In July 2013, Velocity introduced the Global Wallet, the first travel money card in Australia, which can be used as a Visa prepaid card. Velocity Global Wallet was discontinued on 1 February 2021.

==Associated products==
===Velocity credit cards===
Velocity co-branded (direct-earn) credit cards earn points on purchases and these points are automatically allocated to the holder's Velocity account each month. Co-branded cards are offered by American Express, NAB, Virgin Money and Westpac. Most banks and credit companies have cards which earn points into their rewards program, which can then be transferred to another program such as Velocity.

===Global Wallet card===
The Velocity Global Wallet prepaid Visa product was owned by Cuscal and managed by Rev Australia Pty Ltd. The card was designed to be used as a travel wallet card, where holders were able to earn points on purchases and avoid overseas transaction fees. The Global Wallet card allowed the holder to load money onto the card in Australian dollars (AUD), up to a total value of A$25,000. As many as ten currencies were able to be stored on the card.

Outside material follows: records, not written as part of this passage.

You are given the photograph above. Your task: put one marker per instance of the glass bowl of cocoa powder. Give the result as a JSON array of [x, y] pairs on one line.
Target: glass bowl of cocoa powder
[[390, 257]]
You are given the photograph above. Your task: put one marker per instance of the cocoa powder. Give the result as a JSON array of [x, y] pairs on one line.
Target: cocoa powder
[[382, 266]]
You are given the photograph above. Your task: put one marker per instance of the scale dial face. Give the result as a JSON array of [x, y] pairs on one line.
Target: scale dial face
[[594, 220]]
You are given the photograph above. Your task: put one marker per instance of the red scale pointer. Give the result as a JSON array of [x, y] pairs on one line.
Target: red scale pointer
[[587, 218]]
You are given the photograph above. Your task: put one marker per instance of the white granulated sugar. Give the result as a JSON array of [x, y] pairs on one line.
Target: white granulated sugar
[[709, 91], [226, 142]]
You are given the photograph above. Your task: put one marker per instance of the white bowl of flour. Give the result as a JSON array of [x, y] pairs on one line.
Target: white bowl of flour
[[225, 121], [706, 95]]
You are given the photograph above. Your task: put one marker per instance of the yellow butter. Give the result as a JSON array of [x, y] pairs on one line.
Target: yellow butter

The card could be used as a Visa prepaid card. Fees were charged to make purchases in foreign currencies, and for withdrawal of cash at ATMs. The exchange rates were locked in at the time the currencies were bought, and not at the time of a transaction, as would be the case with a credit card; and the funds held on the account did not earn interest. Velocity Global Wallet was discontinued in February 2021.

==Awards==
The Velocity Frequent Flyer program, then called Velocity Rewards, won the 2009 Freddie Awards for best frequent flyer program, best award redemption, best affinity credit card, best member communications, best website. This was the fourth consecutive Freddie Awards that Velocity has won. Velocity Frequent Flyer also won the "program of the year" award for the third year running at the 2015 Freddie Awards.